THE need for Newcastle United to make an instant return to the top flight has been underlined by the revelation the club is losing around £500,000 a week in the Championship.
United made drastic cutbacks in the summer following relegation, but have still needed to be bankrolled by owner Mike Ashley after he failed to find a buyer. The size of United’s losses makes it imperative that promotion is achieved this season or even bigger cuts will be made in order to ensure the club’s survival in May.
The Journal revealed before Christmas that Ashley had loaned the club £20m to cover everyday running costs. It is understood the retail entrepreneur may put even more of his own money in before the end of the campaign because of the extent of the losses, although the books have been boosted by crowds of more than 40,000 in recent weeks.

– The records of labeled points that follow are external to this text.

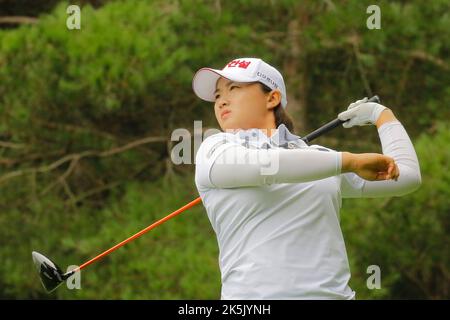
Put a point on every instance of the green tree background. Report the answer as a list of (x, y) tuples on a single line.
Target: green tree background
[(86, 118)]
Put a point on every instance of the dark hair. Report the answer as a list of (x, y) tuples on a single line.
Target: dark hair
[(281, 116)]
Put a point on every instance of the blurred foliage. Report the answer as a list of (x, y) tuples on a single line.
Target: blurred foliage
[(86, 117)]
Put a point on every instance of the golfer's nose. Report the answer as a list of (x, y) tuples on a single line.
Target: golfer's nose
[(222, 103)]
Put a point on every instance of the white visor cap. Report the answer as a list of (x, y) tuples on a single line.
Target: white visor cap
[(239, 70)]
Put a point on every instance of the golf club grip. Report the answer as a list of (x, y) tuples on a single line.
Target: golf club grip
[(331, 125)]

A senior United source said: “Newcastle United couldn’t survive at the moment without Mike’s money, it’s as simple as that. If Mike and the banks weren’t willing to cover the cost of relegation Newcastle may well be in a Portsmouth situation. It is costing Mike £500,000-a-week this season to keep Newcastle running without making further cutbacks, yet some people are saying the club should be able to wipe its own mouth, that it should be able to run by itself with the income coming in.
“You can not lose £50m in revenue and expect not to have to take a hit, particularly when you have the overheads Newcastle have.
“The wage bill was reduced, but it’s still way too big for the Championship.” Although Ashley’s mistakes at St James’
Park certainly contributed to the club’s demise, he has tried to rectify them by allowing Chris Hughton to retain a wage bill in excess of £40m in the second tier.
That has enabled United’s former caretaker manager to maintain a squad which, in his opinion, has the best possible chance of returning to the top flight at the first attempt.
Ashley, though, is unlikely to allow the business to haemorrhage money in this way long term and it remains to be seen whether he looks to find a buyer again in the summer, regardless of what division the club are in.
Ashley had already cleared debts of £110m when he took control of the club back in June 2008, although it was claimed he did not want to be repaid that money as long as someone came up with the £100m asking price last year.
It is not yet clear whether he will take his £20m back this season, particularly as the squad will need significant investment if it is realistically going to compete back in the top flight.
The scale of United’s losses came on the day a report by Uefa, European football’s governing body, estimated that the 18 Premier League clubs in 2007-8 owed more money than all of the clubs in the rest of Europe’s top divisions put together.
The combined debts of these clubs stood at just under €4bn euros (£3.5bn), around four times the figure for the next most indebted top division, Spain’s La Liga.
Given Portsmouth’s demise – the club may still go out of business even if it goes into administration tomorrow – English football is heading for a prolonged period of belt tightening after the boom of the Noughties, and Newcastle are no exception.
Meanwhile, Newcastle United’s Academy side will play Crystal Palace in the FA Youth Cup at St James’ Park tonight (7pm) with manager Joe Joyce hoping the venue will be an inspiration to them.
He said: “Fortunately quite a number of the lads have been in this environment before and have played at St James’ but one or two of the younger members of the squad haven’t.
“It is good for them to see what they are trying to achieve.
“There will be a few nerves around the place, but we are coming off the back of a good victory away at Derby and they are very focused on what we are trying to do.
“We’ve lost one game in 16 and we have great belief. Having said that, we need to make sure we aren’t complacent. We’re the home team and onus is on us to take the game to Crystal Palace.”